According to a statement by the company, the deposit base grew by 7.8 per cent when compared with N769.6 billion achieved in 2015. Its net loans rose by 23 per cent to N711 billion against N578.2 billion in the comparative period.
The company explained that the net loans growth demonstrated the bank’s commitment towards supporting critical sectors of the economy.
However, the bank posted a decline of 2.6 per cent and 35.0 per cent in its gross earnings and profit before tax (PBT) respectively.
It explained that total assets increased by 13.5 per cent to N1.39 trillion from N1. 23 trillion in 2015, while total expenses rose by 10 per cent to N31.7 billion from N28.8 billion in the preceding period of 2015.

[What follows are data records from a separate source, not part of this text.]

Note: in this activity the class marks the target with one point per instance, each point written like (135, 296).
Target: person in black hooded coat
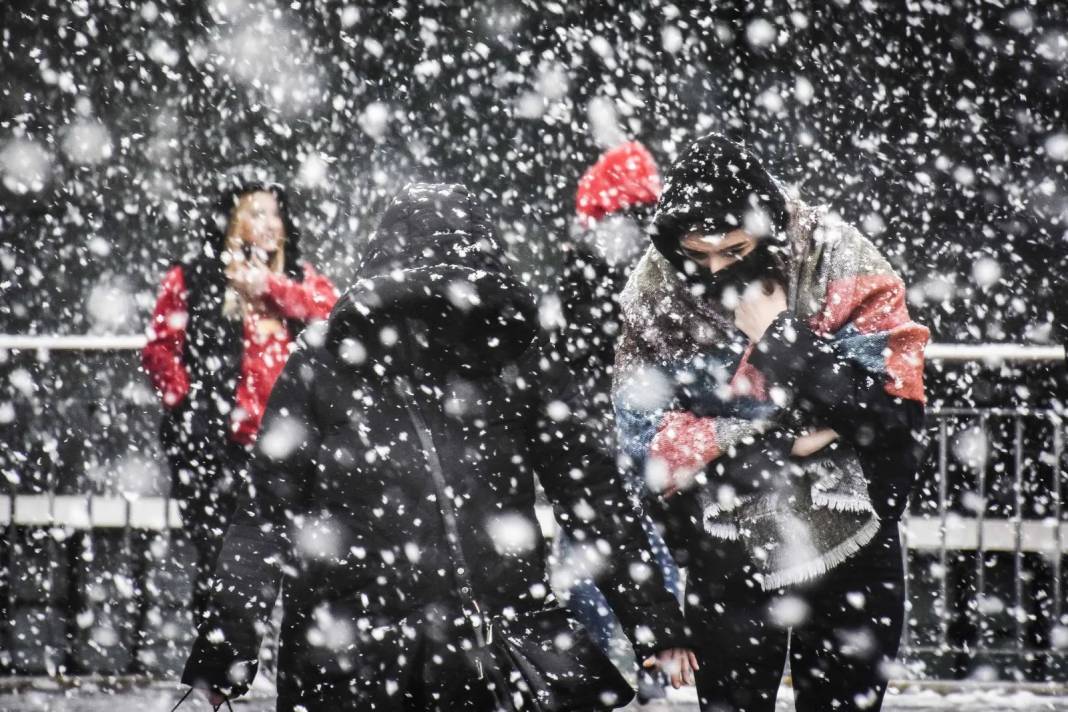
(342, 507)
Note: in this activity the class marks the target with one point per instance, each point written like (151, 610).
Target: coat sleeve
(308, 300)
(161, 357)
(832, 388)
(256, 547)
(596, 510)
(886, 431)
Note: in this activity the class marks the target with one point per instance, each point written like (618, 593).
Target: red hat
(623, 177)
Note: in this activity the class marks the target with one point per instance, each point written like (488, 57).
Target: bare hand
(758, 307)
(249, 281)
(813, 442)
(678, 664)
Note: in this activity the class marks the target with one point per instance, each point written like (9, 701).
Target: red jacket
(263, 357)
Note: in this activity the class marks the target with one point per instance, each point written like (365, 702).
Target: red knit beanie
(623, 177)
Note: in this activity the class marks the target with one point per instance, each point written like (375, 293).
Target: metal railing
(1036, 544)
(986, 527)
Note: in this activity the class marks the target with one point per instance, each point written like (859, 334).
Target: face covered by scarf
(765, 263)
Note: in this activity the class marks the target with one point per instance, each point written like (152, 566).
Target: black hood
(434, 290)
(709, 189)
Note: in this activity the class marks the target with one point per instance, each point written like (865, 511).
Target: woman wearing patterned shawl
(769, 388)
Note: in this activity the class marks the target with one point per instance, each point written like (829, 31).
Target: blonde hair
(233, 305)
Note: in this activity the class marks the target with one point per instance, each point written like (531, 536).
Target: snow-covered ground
(162, 697)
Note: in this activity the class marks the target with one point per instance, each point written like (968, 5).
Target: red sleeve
(308, 300)
(161, 356)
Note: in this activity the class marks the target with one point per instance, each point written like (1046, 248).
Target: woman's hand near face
(758, 309)
(678, 664)
(813, 442)
(250, 281)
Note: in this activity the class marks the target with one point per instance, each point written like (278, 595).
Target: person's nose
(716, 263)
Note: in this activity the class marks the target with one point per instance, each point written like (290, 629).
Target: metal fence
(98, 582)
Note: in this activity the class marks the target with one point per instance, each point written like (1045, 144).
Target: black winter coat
(342, 511)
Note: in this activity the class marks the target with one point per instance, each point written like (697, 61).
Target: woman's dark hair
(709, 189)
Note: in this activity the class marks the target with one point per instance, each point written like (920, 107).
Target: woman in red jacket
(221, 332)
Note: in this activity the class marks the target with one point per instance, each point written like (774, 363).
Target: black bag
(546, 657)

The bank’s operating income increased to N43.6 billion from N42.0 billion in the preceding year, representing a 3.6 per cent increase.
The Managing Director of the bank, Nnamdi Okonkwo explained that the financial performance was a reflective of the general slowdown in business activities due to lower government revenues.
Okonkwo said that rising inflation rate, lower disposable income and tougher operating environment for most sectors of the economy and the impact of the devaluation on asset quality contributed to the financial performance.
“Despite the headwinds above, we continued with the disciplined execution of our medium term strategy and recorded decent growth on key operational metrics; deposits, loans, net interest income, electronic banking income and operating income”, Okonkwo said.
“We have taken a very prudent view of the impact of the currency devaluation, tougher operating environment and declining consumer disposable income on selected sectors of our loan portfolio”, he said.
The managing director said the bank would continue to ensure that its regulatory ratios remained above the regulatory thresholds.
“Our other regulatory ratios (liquidity ratio and capital adequacy ratio) remained above the set thresholds though capital adequacy ratio declined to 16.3 percent principally driven by the growth in our loan book and other earning assets.
“Key objectives for the 2016 full year remains; redesigning our systems and processes to enhance service delivery, cost optimisation initiatives to reduce expenses by 5.0 percent,” Okonkwo stated.
He added that the bank would pursue proactive risk management, increase customer adoption to its digital platforms and enhance retail banking to boost market share.